No move to close Cooks’ Cottage, council says
Captain Cooks’ Cottage, a major tourist attraction at the Fitzroy Gardens, is believed to be up review but the City of Melbourne says no decision has been made to close it.
The cottage was originally built in 1755 by the parents of British explorer Captain James Cooks in Yorkshire, England before it was brought to Melbourne by Sir Russell Grimwade in 1934 as a centenary gift to the people and State of Victoria.
The City of Melbourne is understood to be conducting a review of the beloved landmark’s viability, but a council spokesperson said, “No decision has been made to close Cooks’ Cottage”.

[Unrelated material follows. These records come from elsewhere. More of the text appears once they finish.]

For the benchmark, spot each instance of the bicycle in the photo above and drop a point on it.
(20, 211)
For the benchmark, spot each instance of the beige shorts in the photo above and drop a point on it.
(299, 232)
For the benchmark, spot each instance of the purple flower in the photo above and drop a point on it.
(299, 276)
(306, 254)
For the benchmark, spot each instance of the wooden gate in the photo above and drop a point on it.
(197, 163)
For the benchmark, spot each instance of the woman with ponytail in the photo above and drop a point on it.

The council did not confirm if the cottage was under review, but it comes amid a reported drop in visitation numbers and being the target of vandalism containing anti-Australia Day slogans – but there is no suggestion this has formed any council decision-making going forward.
The Royal Historical Society of Victoria’s heritage committee chair Dr Charles Sowerwine said the cottage was one of many attractions in the Fitzroy Gardens.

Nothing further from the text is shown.